Exploring existing attitudes, perceptions, and beliefs toward cancer-related genetic counseling and testing risk communication among minority and underserved patient populations was the focus of this exploratory study. Based on our previous study of African American faith populations (Lumpkins et al. 2020) and our current community-engagement work with Latinos and African American populations who did not self-identify as from faith communities, we may better define beliefs (and access) and identify specific attitudes and risk perceptions toward cancer and cancer-related genetic counseling and testing among racial/ethnic populations. We also have some understanding for how this type of risk communication may be tailored and disseminated to individuals, groups, and on societal levels. This study will serve as a building block to bolster risk communication strategies that address cancer health inequities, communication inequities, and improvement in genetic testing.

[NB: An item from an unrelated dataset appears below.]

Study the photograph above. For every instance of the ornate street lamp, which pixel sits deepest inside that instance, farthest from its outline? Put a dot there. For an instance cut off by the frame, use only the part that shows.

Lessons learned here are both relevant for public health communication research and programmatic health promotion. The community networks were not only important for recruitment of individuals into the study but also for dissemination of information following data collection. These networks may also serve as communication infrastructure that will help build trusted networks of information and knowledge among these populations. Programmatically, public health communication programs that are inclusive of community members where their opinions and input are integrated have implications for bolstering evidence-based practice. Lessons may also be gained from current public health testing issues. Improved messaging regarding the importance and availability of SARS-CoV-2 testing among racial/ethnic populations may also be applied here as we see novel testing technologies unveiled and rapidly disseminated to reach the masses (Khoury and Holt 2021). However, existing beliefs, distrust, and false information have kept many racial/ethnic populations test averse and vaccine hesitant. Culturally inclusive strategies and counseling and testing risk communication that is inclusive of and sensitive to cultural factors have the potential to offer personalized medicine opportunities to combat barriers and cancer health disparities.